In the Project Conceptual Plan, you must explain the basis of design that you will use to develop the field. You must include the following information:
(a) An overview of the development concept(s);
(b) The system control type (i.e., direct hydraulic or electro-hydraulic);
(c) The estimated distance from each of the wells to the host platform, and umbilical length(s);
(d) A statement that the subsea production safety system will be designed to comply with Subpart H of this part;
(e) For a new facility, a description of the type of facility you plan to install (e.g. spar, tension leg platform (TLP), FPSO, etc.);
(f) For a subsea tie back to an existing facility:
(1) A description of known structural modifications that you will need to make to accommodate the tieback, including a statement about whether these accommodations constitute minor or major modifications,
(2) The BSEE-approved service life of the existing facility, and
(3) A description of how you will evaluate whether the modifications may affect the BSEE-approved service life.
(g) A statement regarding whether the host facility will be manned or unmanned;
(h) A schedule of development activities, including well completion, facility installation, and date of first oil;
(i) Schematics, including:
(1) A proposed well location plat,
(2) A conceptual subsea field schematic depicting the planned development infrastructure that contains (as applicable) the wells, pipelines, manifolds, subsea booster pumps, high integrity pressure protection system, riser systems, umbilical(s), and facility footprint,
(3) The surface or subsea tree, and
(4) A proposed wellbore and completion schematic for a typical well (including Surface Controlled Subsurface Safety Valve (SCSSV) location and chemical injection points; and depiction or description of gas zones, if any, behind the production casing or production liner and how those gas zones will be isolated).

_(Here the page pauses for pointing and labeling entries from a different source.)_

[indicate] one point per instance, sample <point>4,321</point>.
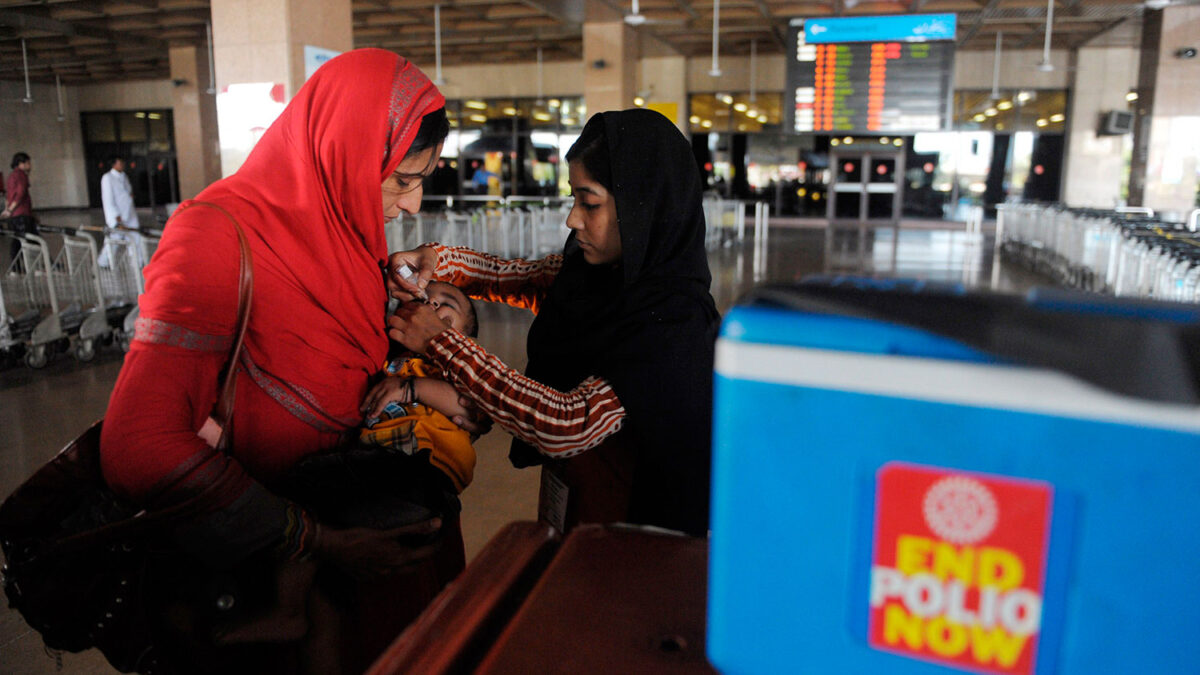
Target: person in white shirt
<point>120,217</point>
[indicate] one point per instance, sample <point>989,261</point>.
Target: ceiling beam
<point>984,13</point>
<point>33,22</point>
<point>771,24</point>
<point>568,11</point>
<point>1084,40</point>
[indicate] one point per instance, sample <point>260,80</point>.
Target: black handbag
<point>77,556</point>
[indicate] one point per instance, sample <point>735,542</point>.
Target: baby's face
<point>450,304</point>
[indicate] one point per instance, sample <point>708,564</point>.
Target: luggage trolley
<point>120,285</point>
<point>18,312</point>
<point>52,282</point>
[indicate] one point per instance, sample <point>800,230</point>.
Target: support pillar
<point>195,109</point>
<point>610,60</point>
<point>1167,139</point>
<point>263,43</point>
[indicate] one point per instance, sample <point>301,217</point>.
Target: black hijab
<point>648,324</point>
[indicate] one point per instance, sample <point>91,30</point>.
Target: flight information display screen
<point>869,87</point>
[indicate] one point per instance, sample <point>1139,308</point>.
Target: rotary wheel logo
<point>960,509</point>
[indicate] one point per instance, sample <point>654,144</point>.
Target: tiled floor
<point>42,410</point>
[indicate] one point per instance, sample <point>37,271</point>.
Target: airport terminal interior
<point>1026,145</point>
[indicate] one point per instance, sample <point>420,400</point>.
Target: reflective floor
<point>40,411</point>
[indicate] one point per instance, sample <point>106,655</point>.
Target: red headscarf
<point>309,197</point>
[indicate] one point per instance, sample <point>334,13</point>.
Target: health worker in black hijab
<point>625,305</point>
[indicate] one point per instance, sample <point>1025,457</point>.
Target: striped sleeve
<point>559,424</point>
<point>517,282</point>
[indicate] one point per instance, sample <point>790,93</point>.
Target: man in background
<point>18,205</point>
<point>120,217</point>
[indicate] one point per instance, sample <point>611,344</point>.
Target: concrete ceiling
<point>91,41</point>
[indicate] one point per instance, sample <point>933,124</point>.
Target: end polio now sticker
<point>959,567</point>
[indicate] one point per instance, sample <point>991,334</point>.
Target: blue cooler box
<point>923,481</point>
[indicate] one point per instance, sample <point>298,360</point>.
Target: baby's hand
<point>389,389</point>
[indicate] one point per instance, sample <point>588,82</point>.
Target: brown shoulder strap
<point>223,410</point>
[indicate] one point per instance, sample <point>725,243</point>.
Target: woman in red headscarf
<point>348,153</point>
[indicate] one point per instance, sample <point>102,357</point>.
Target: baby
<point>407,411</point>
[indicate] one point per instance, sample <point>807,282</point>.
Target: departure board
<point>886,87</point>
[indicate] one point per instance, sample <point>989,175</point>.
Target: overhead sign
<point>904,28</point>
<point>877,87</point>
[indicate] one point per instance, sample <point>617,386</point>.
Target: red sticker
<point>959,567</point>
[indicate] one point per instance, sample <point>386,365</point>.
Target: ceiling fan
<point>637,18</point>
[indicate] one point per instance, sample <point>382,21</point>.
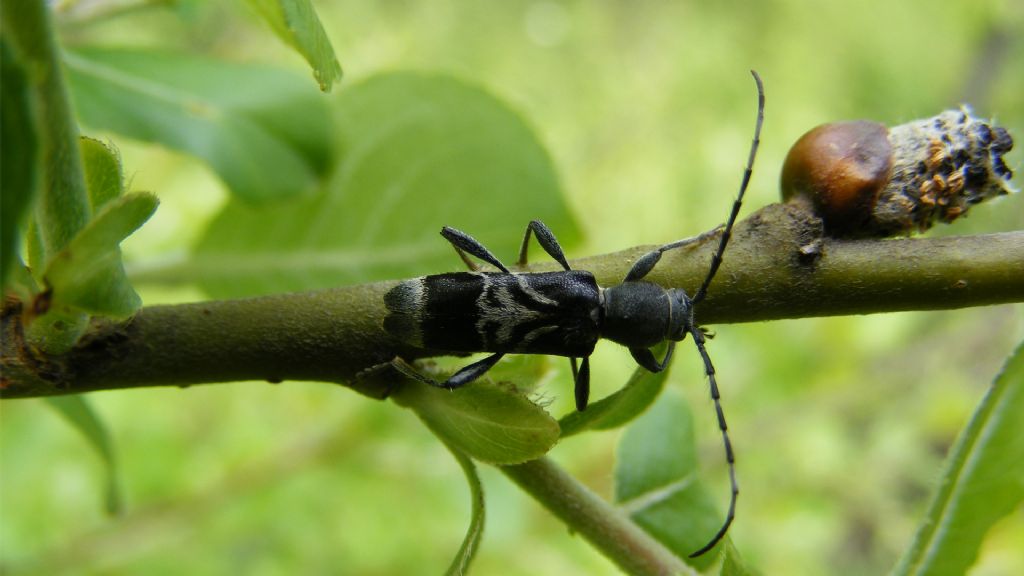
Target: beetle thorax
<point>642,314</point>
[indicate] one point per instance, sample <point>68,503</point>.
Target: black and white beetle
<point>558,313</point>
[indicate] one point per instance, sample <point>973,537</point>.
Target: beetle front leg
<point>646,262</point>
<point>646,359</point>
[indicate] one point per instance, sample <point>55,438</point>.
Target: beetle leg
<point>646,359</point>
<point>465,242</point>
<point>646,262</point>
<point>582,379</point>
<point>460,378</point>
<point>546,239</point>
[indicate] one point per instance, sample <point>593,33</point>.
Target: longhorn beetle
<point>559,313</point>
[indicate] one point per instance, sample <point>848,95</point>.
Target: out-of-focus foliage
<point>840,424</point>
<point>983,481</point>
<point>295,22</point>
<point>416,152</point>
<point>241,119</point>
<point>18,154</point>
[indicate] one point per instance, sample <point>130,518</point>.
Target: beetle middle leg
<point>464,376</point>
<point>581,376</point>
<point>465,243</point>
<point>546,239</point>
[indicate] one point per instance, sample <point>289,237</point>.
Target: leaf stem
<point>62,207</point>
<point>607,528</point>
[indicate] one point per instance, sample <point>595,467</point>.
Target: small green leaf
<point>419,152</point>
<point>460,564</point>
<point>487,421</point>
<point>260,128</point>
<point>983,481</point>
<point>656,480</point>
<point>18,157</point>
<point>296,23</point>
<point>88,275</point>
<point>102,171</point>
<point>620,407</point>
<point>80,414</point>
<point>733,564</point>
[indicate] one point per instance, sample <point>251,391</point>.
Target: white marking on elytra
<point>509,311</point>
<point>417,288</point>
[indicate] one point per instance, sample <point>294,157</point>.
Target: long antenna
<point>727,233</point>
<point>698,337</point>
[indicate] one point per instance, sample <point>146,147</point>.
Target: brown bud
<point>866,180</point>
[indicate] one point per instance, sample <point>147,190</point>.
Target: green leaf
<point>419,152</point>
<point>18,157</point>
<point>733,564</point>
<point>487,421</point>
<point>619,408</point>
<point>296,23</point>
<point>263,131</point>
<point>88,275</point>
<point>656,480</point>
<point>102,171</point>
<point>460,564</point>
<point>983,481</point>
<point>79,412</point>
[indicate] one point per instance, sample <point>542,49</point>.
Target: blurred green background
<point>840,424</point>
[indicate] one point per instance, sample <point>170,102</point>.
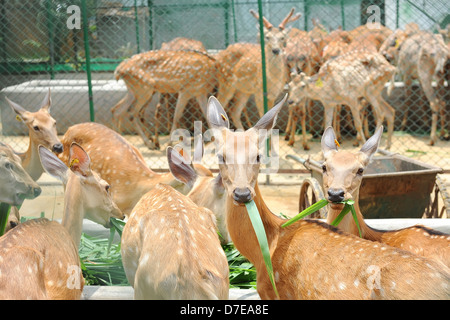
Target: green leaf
<point>260,232</point>
<point>311,209</point>
<point>4,214</point>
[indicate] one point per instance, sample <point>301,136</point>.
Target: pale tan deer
<point>205,189</point>
<point>248,70</point>
<point>42,131</point>
<point>16,185</point>
<point>191,74</point>
<point>171,250</point>
<point>311,259</point>
<point>342,176</point>
<point>420,55</point>
<point>345,80</point>
<point>86,194</point>
<point>117,161</point>
<point>39,261</point>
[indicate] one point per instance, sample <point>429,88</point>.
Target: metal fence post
<point>88,59</point>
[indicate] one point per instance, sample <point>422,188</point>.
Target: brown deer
<point>86,195</point>
<point>345,80</point>
<point>16,185</point>
<point>248,70</point>
<point>39,261</point>
<point>117,161</point>
<point>205,189</point>
<point>191,74</point>
<point>170,249</point>
<point>420,55</point>
<point>42,131</point>
<point>311,259</point>
<point>342,176</point>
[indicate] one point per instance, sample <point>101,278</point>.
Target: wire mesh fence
<point>145,68</point>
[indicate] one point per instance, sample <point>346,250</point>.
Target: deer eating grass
<point>311,259</point>
<point>345,80</point>
<point>16,185</point>
<point>116,161</point>
<point>171,250</point>
<point>248,71</point>
<point>42,131</point>
<point>342,176</point>
<point>86,195</point>
<point>39,261</point>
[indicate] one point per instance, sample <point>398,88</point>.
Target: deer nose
<point>336,195</point>
<point>58,148</point>
<point>242,195</point>
<point>37,191</point>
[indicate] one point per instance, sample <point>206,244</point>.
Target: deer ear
<point>268,120</point>
<point>79,160</point>
<point>52,165</point>
<point>217,117</point>
<point>328,142</point>
<point>371,146</point>
<point>46,103</point>
<point>182,171</point>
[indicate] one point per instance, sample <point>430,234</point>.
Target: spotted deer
<point>171,250</point>
<point>420,55</point>
<point>117,161</point>
<point>248,70</point>
<point>191,74</point>
<point>39,261</point>
<point>342,176</point>
<point>206,191</point>
<point>42,131</point>
<point>16,185</point>
<point>86,194</point>
<point>345,80</point>
<point>311,259</point>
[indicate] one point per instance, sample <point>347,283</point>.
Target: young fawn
<point>86,195</point>
<point>42,131</point>
<point>342,176</point>
<point>171,250</point>
<point>206,190</point>
<point>39,260</point>
<point>311,259</point>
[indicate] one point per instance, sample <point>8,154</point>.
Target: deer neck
<point>241,229</point>
<point>348,224</point>
<point>73,208</point>
<point>31,161</point>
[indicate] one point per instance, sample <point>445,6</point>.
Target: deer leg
<point>183,98</point>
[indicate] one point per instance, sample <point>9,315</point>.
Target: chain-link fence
<point>147,67</point>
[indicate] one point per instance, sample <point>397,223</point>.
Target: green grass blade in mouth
<point>260,232</point>
<point>311,209</point>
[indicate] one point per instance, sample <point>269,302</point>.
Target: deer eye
<point>9,166</point>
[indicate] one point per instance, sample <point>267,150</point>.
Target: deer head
<point>41,125</point>
<point>240,153</point>
<point>343,170</point>
<point>275,38</point>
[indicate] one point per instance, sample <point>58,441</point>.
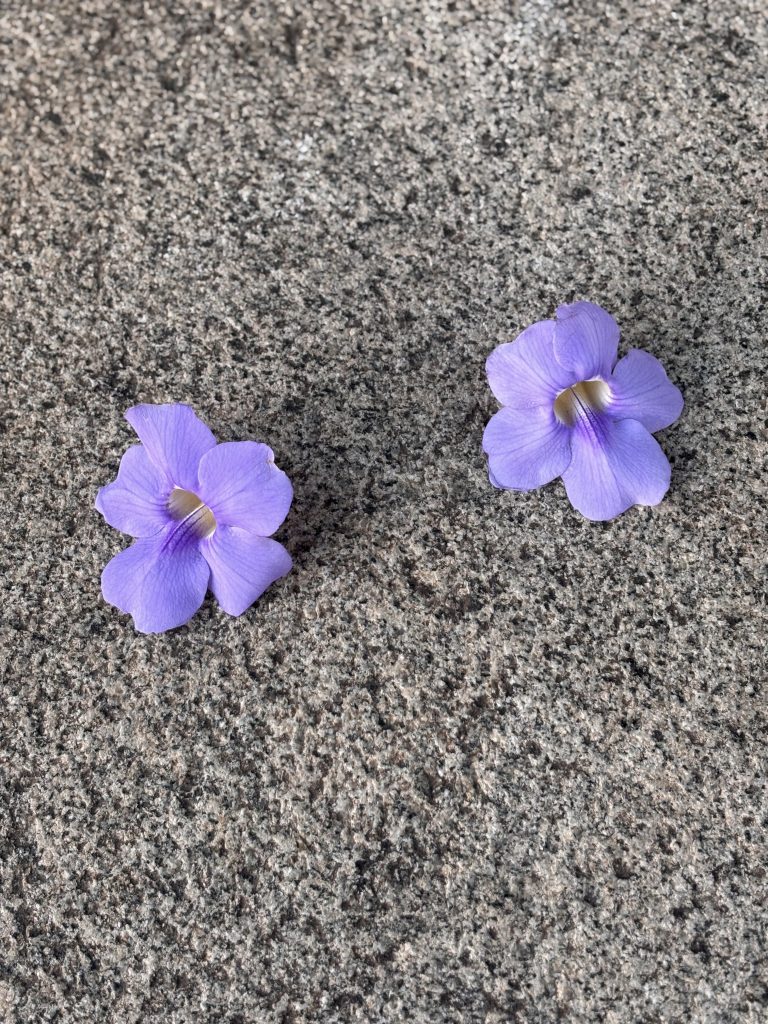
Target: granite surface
<point>476,759</point>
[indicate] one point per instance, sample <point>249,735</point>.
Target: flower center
<point>581,399</point>
<point>186,507</point>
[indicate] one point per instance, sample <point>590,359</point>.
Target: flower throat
<point>186,507</point>
<point>581,399</point>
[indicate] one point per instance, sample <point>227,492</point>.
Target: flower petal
<point>614,464</point>
<point>586,340</point>
<point>525,449</point>
<point>241,484</point>
<point>523,373</point>
<point>175,440</point>
<point>243,565</point>
<point>641,390</point>
<point>159,580</point>
<point>135,503</point>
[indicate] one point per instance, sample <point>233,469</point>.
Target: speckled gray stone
<point>476,759</point>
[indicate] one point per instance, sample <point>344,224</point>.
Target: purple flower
<point>571,411</point>
<point>202,514</point>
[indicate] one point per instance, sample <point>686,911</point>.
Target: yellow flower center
<point>186,507</point>
<point>581,399</point>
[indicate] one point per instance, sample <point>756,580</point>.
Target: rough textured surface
<point>476,760</point>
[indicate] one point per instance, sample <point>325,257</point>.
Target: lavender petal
<point>243,565</point>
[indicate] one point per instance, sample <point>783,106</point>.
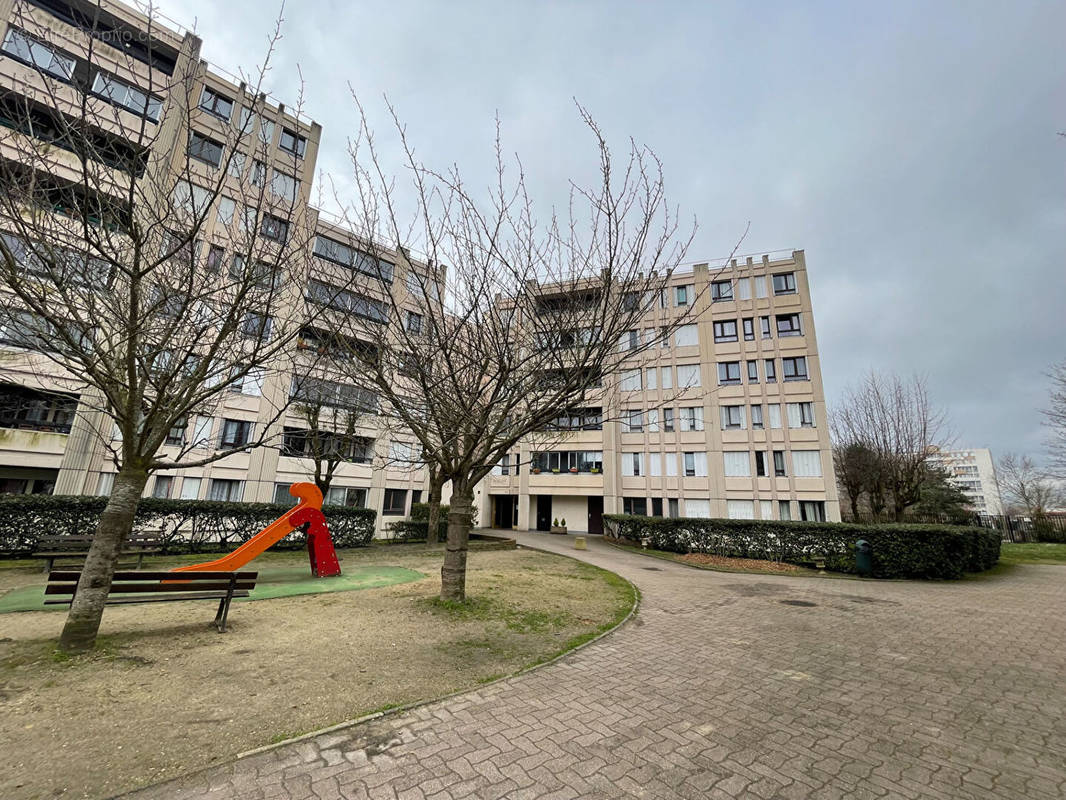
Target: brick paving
<point>731,686</point>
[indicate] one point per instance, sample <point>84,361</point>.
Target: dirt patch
<point>703,559</point>
<point>165,694</point>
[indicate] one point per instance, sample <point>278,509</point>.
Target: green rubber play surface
<point>273,582</point>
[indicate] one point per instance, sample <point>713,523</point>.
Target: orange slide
<point>310,497</point>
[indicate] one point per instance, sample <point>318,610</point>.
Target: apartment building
<point>724,418</point>
<point>50,441</point>
<point>973,473</point>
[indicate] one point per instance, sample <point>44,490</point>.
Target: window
<point>728,372</point>
<point>688,376</point>
<point>784,510</point>
<point>190,489</point>
<point>235,432</point>
<point>740,509</point>
<point>205,149</point>
<point>292,143</point>
<point>127,96</point>
<point>732,417</point>
<point>721,291</point>
<point>800,415</point>
<point>775,415</point>
<point>667,378</point>
<point>202,431</point>
<point>725,331</point>
<point>794,369</point>
<point>692,418</point>
<point>738,464</point>
<point>630,380</point>
<point>788,324</point>
<point>274,228</point>
<point>176,435</point>
<point>694,508</point>
<point>785,283</point>
<point>806,463</point>
<point>757,417</point>
<point>632,420</point>
<point>224,490</point>
<point>284,186</point>
<point>632,464</point>
<point>396,502</point>
<point>215,104</point>
<point>695,464</point>
<point>687,336</point>
<point>36,53</point>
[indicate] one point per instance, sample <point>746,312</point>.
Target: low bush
<point>898,550</point>
<point>184,526</point>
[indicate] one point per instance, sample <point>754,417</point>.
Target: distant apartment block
<point>724,418</point>
<point>973,473</point>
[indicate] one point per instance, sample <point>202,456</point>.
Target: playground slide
<point>310,497</point>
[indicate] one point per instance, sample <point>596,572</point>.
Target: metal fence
<point>1014,528</point>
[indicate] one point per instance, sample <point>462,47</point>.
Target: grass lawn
<point>1035,553</point>
<point>164,693</point>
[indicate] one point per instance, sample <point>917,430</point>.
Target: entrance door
<point>595,514</point>
<point>504,506</point>
<point>544,512</point>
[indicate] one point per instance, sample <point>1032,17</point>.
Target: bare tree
<point>118,284</point>
<point>1055,419</point>
<point>1024,484</point>
<point>538,318</point>
<point>894,425</point>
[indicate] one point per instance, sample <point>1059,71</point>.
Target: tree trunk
<point>453,572</point>
<point>434,518</point>
<point>116,522</point>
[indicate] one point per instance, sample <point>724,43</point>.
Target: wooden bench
<point>159,587</point>
<point>52,547</point>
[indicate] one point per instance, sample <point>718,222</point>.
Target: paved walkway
<point>732,686</point>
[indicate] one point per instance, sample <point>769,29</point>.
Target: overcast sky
<point>909,148</point>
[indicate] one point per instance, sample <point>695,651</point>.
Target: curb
<point>419,703</point>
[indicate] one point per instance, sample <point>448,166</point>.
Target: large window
<point>794,369</point>
<point>36,53</point>
<point>728,372</point>
<point>127,96</point>
<point>356,259</point>
<point>224,490</point>
<point>396,502</point>
<point>785,283</point>
<point>215,104</point>
<point>205,149</point>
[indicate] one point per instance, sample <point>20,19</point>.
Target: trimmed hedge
<point>184,526</point>
<point>898,550</point>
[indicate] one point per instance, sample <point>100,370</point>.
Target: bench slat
<point>133,588</point>
<point>158,598</point>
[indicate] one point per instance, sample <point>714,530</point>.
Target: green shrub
<point>184,526</point>
<point>898,550</point>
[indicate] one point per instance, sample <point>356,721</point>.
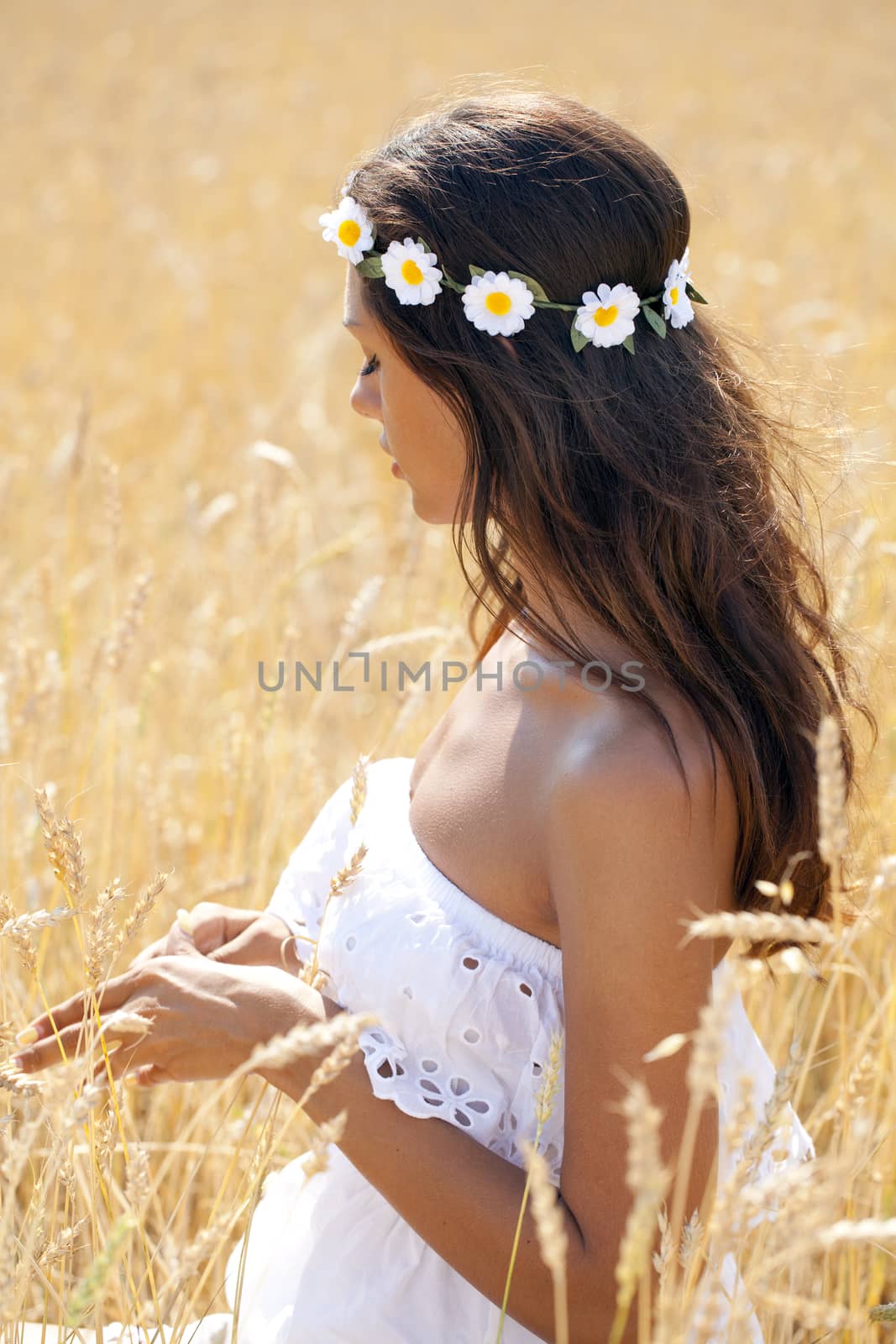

(j) A description of the drilling and completion systems;
(k) The estimated shut-in tubing pressure for the proposed well(s), including the calculation used to arrive at the estimate, specifying true vertical depth (TVD), reservoir pressure, and the fluid gradient used, or a brief discussion of the pressure volume temperature (PVT) data used for estimation;
(l) The wellbore static bottomhole temperature and the estimated flowing temperature at the tree;
(m) The pressure and temperature rating of the tree and wellhead;
(n) Whether there will be corrosive production (e.g., hydrogen sulfide (H2S), Carbon dioxide (CO2), Mercury (Hg) or injection fluids (e.g., acid)), including concentrations;
(o) Whether any of the proposed equipment will be re-furbished and re-certified;
(p) Whether enhanced recovery is planned for the early life of the project;
(q) Whether any new or unusual technology will be used to develop your project involving the following: drilling, completion, injection, production, risers, pipelines, or platforms;
(r) Whether the well(s) will include smart completion technology;
(s) A list of requests for any alternate procedures or equipment in accordance with § 250.141 and request for departures in accordance with § 250.142 associated with your applicable Conceptual Plans; and
(t) Documentation demonstrating payment of the service fee listed in § 250.125.